O Ministério das Relações Exteriores divulgou, nesta quinta-feira (18), nota em que o governo brasileiro manifesta satisfação com o acordo firmado entre Estados Unidos e Irã, mas cobra a observância estrita dos termos e o fim imediato das hostilidades. O documento, chamado de memorando de entendimento, foi assinado na França e põe fim a um conflito que dura cerca de quatro meses.
Contexto do conflito
O conflito teve início em 28 de fevereiro, quando o governo de Donald Trump, em ação conjunta com Israel, atacou o Irã. A ofensiva resultou na morte do líder supremo iraniano, aiatolá Ali Khamenei, e provocou uma escalada sem precedentes. Como retaliação, o Irã fechou o estreito de Ormuz, por onde passa aproximadamente 20% da produção mundial de petróleo, elevando o preço do barril e gerando impactos econômicos globais.

Termos do acordo
O acordo de paz estabelece 14 pontos, entre eles o fim do bloqueio a navios iranianos, a suspensão de sanções e a garantia de trânsito livre no estreito de Ormuz. O memorando foi negociado em várias rodadas de reuniões, marcadas por falta de entendimento e ameaças recíprocas.
Posição do Brasil
Na nota, o Itamaraty afirma: “O governo brasileiro recebe com satisfação a assinatura de Memorando de Entendimento entre os Estados Unidos e o Irã, que prevê o fim do conflito iniciado em 28/2 no Oriente Médio”. Em seguida, o texto cobra: “O Brasil exorta as partes a aderirem estritamente aos termos acordados. Apela, em especial, à completa cessação das hostilidades em todas as frentes, incluindo no Líbano, assim como à manutenção do engajamento em negociações de boa-fé e no fortalecimento da confiança mútua, a fim de assegurar a finalização de acordo de paz abrangente”. O governo brasileiro reforçou que a “única via” para o entendimento entre os países é a negociação diplomática.
Reação anterior
Em fevereiro, antes do acordo, o Brasil já havia condenado o ataque americano ao Irã.
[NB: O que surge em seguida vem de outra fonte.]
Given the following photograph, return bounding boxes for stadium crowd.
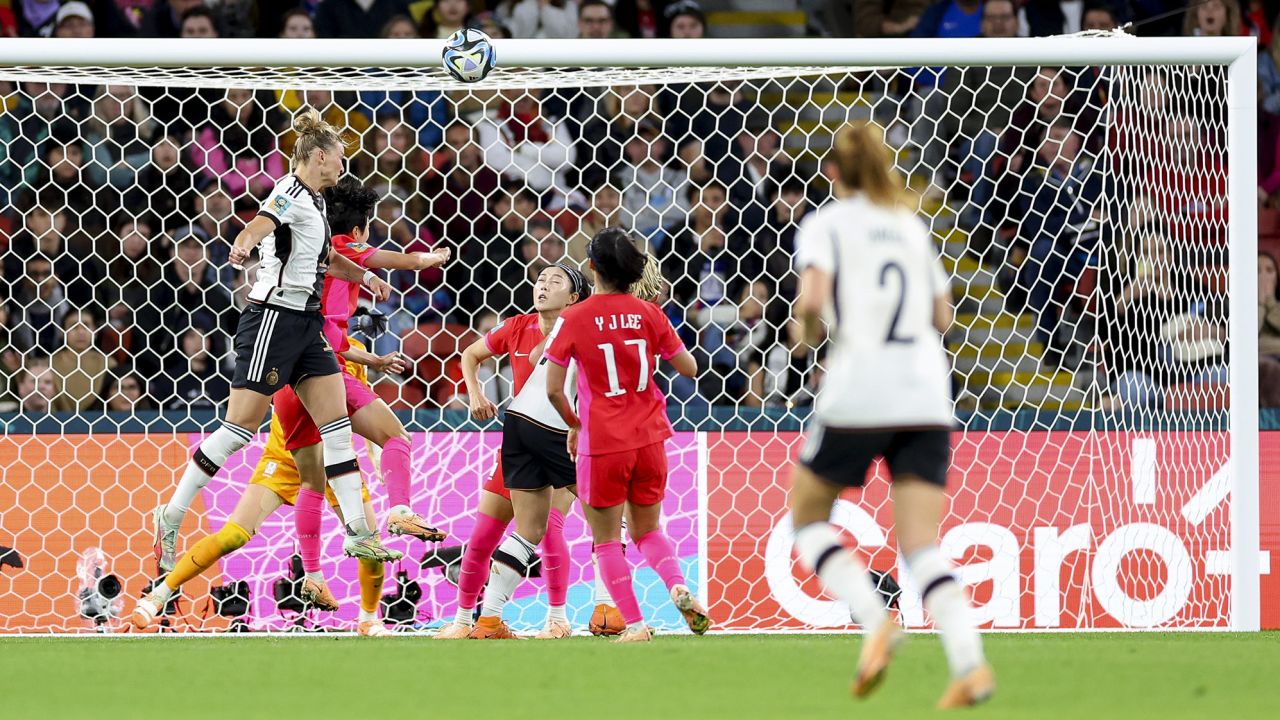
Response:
[0,0,1280,414]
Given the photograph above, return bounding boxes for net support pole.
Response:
[1226,49,1261,632]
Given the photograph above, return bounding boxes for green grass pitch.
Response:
[0,633,1280,720]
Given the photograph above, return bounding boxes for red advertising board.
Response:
[707,432,1280,630]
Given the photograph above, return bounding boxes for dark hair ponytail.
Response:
[586,228,645,292]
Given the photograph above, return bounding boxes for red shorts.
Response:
[273,372,378,452]
[577,442,667,507]
[484,452,511,500]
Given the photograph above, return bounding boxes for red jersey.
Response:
[484,313,545,395]
[320,234,378,353]
[544,293,685,455]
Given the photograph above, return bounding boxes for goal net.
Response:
[0,38,1257,633]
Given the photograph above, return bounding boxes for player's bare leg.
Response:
[132,484,283,630]
[351,400,447,542]
[435,491,516,632]
[293,373,403,562]
[791,465,902,697]
[891,475,996,708]
[151,387,271,573]
[535,486,577,641]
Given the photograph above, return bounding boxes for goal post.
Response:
[0,35,1259,633]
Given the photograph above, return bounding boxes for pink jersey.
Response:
[544,293,685,455]
[320,234,378,353]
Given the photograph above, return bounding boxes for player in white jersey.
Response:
[791,123,995,708]
[144,109,401,599]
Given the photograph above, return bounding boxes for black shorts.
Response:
[800,420,951,488]
[232,304,339,395]
[502,413,577,489]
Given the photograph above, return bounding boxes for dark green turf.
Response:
[0,633,1280,720]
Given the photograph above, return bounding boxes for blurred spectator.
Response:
[52,310,109,413]
[360,15,449,151]
[178,5,221,38]
[1080,0,1120,31]
[497,0,577,38]
[564,179,622,262]
[911,0,982,37]
[9,255,70,355]
[81,85,155,192]
[152,327,230,411]
[0,82,88,206]
[13,0,59,37]
[315,0,408,37]
[577,0,614,40]
[1183,0,1244,37]
[829,0,929,37]
[1014,119,1103,365]
[151,227,239,357]
[662,0,707,40]
[124,135,197,229]
[4,204,106,306]
[191,88,287,205]
[280,8,316,40]
[102,366,156,413]
[421,0,471,40]
[617,122,687,238]
[911,0,1032,204]
[54,0,93,40]
[476,88,575,208]
[1258,251,1280,407]
[138,0,204,37]
[14,357,58,415]
[570,85,662,185]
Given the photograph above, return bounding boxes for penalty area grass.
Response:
[0,633,1280,720]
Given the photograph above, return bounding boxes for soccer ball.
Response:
[440,28,498,82]
[588,605,627,637]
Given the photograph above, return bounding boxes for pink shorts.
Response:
[273,370,378,452]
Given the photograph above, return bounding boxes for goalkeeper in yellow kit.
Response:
[133,337,392,637]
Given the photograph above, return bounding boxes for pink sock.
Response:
[293,488,324,573]
[383,437,410,507]
[458,512,507,610]
[543,507,568,607]
[636,530,685,589]
[595,541,644,625]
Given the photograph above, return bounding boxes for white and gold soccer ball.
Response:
[440,28,498,82]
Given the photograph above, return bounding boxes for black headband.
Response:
[552,263,586,300]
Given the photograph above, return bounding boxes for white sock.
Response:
[906,544,983,678]
[480,533,536,618]
[164,423,253,525]
[547,605,568,625]
[591,552,613,607]
[796,523,888,633]
[320,418,372,536]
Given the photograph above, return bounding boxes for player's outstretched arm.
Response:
[326,250,392,302]
[228,215,275,268]
[365,247,453,270]
[795,265,832,346]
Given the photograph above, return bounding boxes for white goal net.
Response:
[0,40,1256,633]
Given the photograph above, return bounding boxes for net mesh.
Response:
[0,60,1230,632]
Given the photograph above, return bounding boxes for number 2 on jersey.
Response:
[596,338,649,397]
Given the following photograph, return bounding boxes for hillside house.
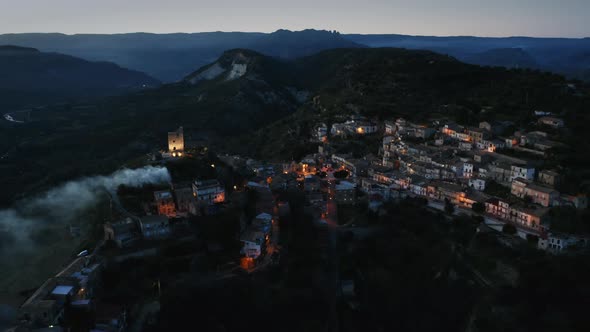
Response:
[538,169,560,188]
[192,179,225,205]
[537,116,565,129]
[168,127,184,157]
[154,190,176,217]
[139,216,170,240]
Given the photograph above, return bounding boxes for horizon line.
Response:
[0,28,590,39]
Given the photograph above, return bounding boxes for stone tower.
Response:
[168,127,184,153]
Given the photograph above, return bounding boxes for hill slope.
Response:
[344,34,590,79]
[0,48,590,205]
[0,46,159,107]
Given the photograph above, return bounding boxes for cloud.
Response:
[0,166,171,251]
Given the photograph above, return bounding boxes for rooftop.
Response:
[335,181,356,190]
[51,285,74,296]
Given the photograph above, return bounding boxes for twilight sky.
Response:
[0,0,590,37]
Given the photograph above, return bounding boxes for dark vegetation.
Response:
[0,49,590,204]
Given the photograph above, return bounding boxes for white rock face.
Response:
[226,63,248,81]
[190,62,225,84]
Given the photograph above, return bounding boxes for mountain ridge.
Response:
[0,45,160,108]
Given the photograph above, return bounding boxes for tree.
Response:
[445,198,455,215]
[471,202,486,213]
[502,224,516,235]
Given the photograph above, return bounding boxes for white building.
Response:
[469,178,486,191]
[510,165,535,181]
[240,230,266,259]
[463,163,473,179]
[193,180,225,204]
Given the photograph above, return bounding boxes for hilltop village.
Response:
[13,113,590,331]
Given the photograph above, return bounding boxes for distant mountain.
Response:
[343,34,590,79]
[0,30,362,82]
[465,48,539,69]
[0,48,590,201]
[0,46,159,107]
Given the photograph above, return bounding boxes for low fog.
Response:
[0,166,170,252]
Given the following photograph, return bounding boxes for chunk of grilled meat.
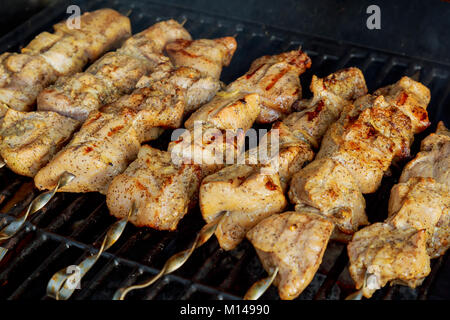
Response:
[106,146,201,230]
[186,50,311,127]
[102,37,236,141]
[247,210,333,300]
[199,68,367,250]
[34,110,140,194]
[37,20,191,121]
[166,37,236,80]
[0,9,131,111]
[317,77,430,193]
[0,109,80,177]
[348,223,430,298]
[348,123,450,297]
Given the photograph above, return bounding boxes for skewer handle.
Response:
[244,267,278,300]
[47,203,136,300]
[0,171,75,261]
[113,211,226,300]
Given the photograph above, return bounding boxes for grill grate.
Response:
[0,0,450,300]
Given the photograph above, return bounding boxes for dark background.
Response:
[0,0,450,64]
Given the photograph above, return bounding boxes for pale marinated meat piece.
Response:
[317,78,429,193]
[166,37,237,80]
[0,9,131,111]
[106,146,201,230]
[34,110,140,194]
[199,68,367,250]
[0,109,80,177]
[347,223,430,298]
[348,123,450,297]
[200,165,287,250]
[37,20,190,121]
[289,159,368,234]
[222,50,311,123]
[184,91,260,131]
[247,210,334,300]
[101,37,235,142]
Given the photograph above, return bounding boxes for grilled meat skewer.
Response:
[247,77,430,299]
[0,9,131,111]
[199,68,367,250]
[348,122,450,298]
[37,20,191,121]
[35,38,236,193]
[0,20,190,177]
[107,51,310,230]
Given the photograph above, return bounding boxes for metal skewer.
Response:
[0,171,75,261]
[244,267,278,300]
[47,202,136,300]
[113,211,227,300]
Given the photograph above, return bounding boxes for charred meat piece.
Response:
[34,110,140,194]
[247,210,334,300]
[186,50,311,123]
[0,9,131,111]
[0,109,80,177]
[348,123,450,297]
[199,68,367,250]
[101,37,236,141]
[317,78,429,193]
[106,146,201,230]
[166,37,237,80]
[37,20,190,121]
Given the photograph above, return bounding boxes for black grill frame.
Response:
[0,0,450,300]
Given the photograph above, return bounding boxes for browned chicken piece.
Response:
[186,50,311,127]
[34,110,140,194]
[348,123,450,297]
[247,210,333,300]
[166,37,237,80]
[199,68,367,250]
[0,109,80,177]
[106,146,201,230]
[102,37,236,141]
[184,91,261,131]
[37,20,191,121]
[0,9,131,111]
[317,78,429,193]
[388,122,450,258]
[289,159,368,234]
[347,223,430,298]
[200,165,287,250]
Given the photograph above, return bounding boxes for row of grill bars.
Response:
[0,1,450,299]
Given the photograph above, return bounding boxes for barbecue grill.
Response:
[0,0,450,300]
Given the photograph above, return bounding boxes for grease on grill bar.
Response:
[0,0,450,300]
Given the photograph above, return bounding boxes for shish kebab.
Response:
[247,77,430,299]
[199,68,367,250]
[0,20,191,177]
[42,37,236,299]
[0,9,131,167]
[2,21,236,255]
[347,122,450,299]
[107,50,311,299]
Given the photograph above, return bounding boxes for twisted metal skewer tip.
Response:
[47,202,136,300]
[113,211,226,300]
[0,171,75,261]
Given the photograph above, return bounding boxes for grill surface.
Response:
[0,0,450,300]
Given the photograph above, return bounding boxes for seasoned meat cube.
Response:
[247,210,333,300]
[0,109,80,177]
[106,146,201,230]
[347,223,430,298]
[34,110,140,194]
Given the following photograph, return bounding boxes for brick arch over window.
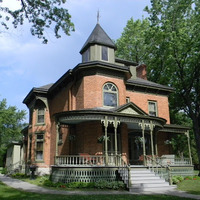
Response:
[103,82,119,107]
[34,99,46,124]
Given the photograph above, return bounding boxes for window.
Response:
[126,97,130,103]
[83,49,90,62]
[37,108,44,124]
[35,100,46,124]
[29,108,33,125]
[101,46,108,61]
[36,134,44,160]
[103,83,118,107]
[149,101,158,117]
[28,135,32,160]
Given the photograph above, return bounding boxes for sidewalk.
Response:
[0,174,200,199]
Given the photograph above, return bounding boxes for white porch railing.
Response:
[156,158,192,166]
[55,154,122,166]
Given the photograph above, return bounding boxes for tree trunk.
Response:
[193,118,200,176]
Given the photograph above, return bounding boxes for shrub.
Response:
[11,173,29,179]
[1,168,8,174]
[172,176,184,184]
[184,176,193,180]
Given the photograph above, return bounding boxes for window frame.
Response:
[102,82,119,108]
[148,100,158,117]
[101,46,109,62]
[82,48,90,62]
[35,132,45,162]
[126,97,131,103]
[36,107,46,125]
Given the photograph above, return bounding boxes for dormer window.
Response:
[148,101,158,117]
[101,46,108,61]
[35,100,46,125]
[103,83,118,107]
[83,48,90,62]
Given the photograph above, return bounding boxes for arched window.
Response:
[103,83,118,107]
[35,100,46,124]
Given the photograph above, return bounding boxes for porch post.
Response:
[149,121,155,160]
[56,122,60,156]
[155,132,158,155]
[139,120,147,166]
[113,117,120,156]
[101,116,108,165]
[185,131,192,165]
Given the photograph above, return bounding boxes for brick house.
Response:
[23,24,192,189]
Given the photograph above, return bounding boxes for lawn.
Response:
[0,182,193,200]
[178,178,200,195]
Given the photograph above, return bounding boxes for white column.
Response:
[185,131,192,165]
[101,116,108,165]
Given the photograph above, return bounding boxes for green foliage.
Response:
[172,176,184,184]
[0,182,192,200]
[116,18,149,63]
[117,0,200,166]
[177,178,200,195]
[11,173,29,179]
[0,0,74,43]
[0,168,8,174]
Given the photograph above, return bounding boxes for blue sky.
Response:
[0,0,150,120]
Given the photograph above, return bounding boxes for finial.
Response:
[97,10,100,24]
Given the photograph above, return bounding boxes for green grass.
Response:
[0,182,192,200]
[178,177,200,195]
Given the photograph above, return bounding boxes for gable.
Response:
[115,102,148,115]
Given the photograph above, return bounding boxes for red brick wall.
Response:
[74,122,103,155]
[126,91,170,124]
[83,75,126,108]
[137,65,147,80]
[157,132,171,156]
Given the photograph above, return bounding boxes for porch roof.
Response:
[160,124,191,134]
[55,105,166,128]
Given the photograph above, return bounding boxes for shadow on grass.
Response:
[0,182,194,200]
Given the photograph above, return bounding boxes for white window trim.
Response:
[100,46,109,62]
[35,132,45,162]
[102,82,119,108]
Na ocasião, o Ministério das Relações Exteriores manifestou “grave preocupação”, apontando que a ação coordenada entre americanos e israelenses ocorreu justamente em meio a negociações, o que poderia comprometer um eventual acordo. O governo pediu que as partes evitassem a “escalada das hostilidades” e garantissem a proteção de civis e da infraestrutura civil.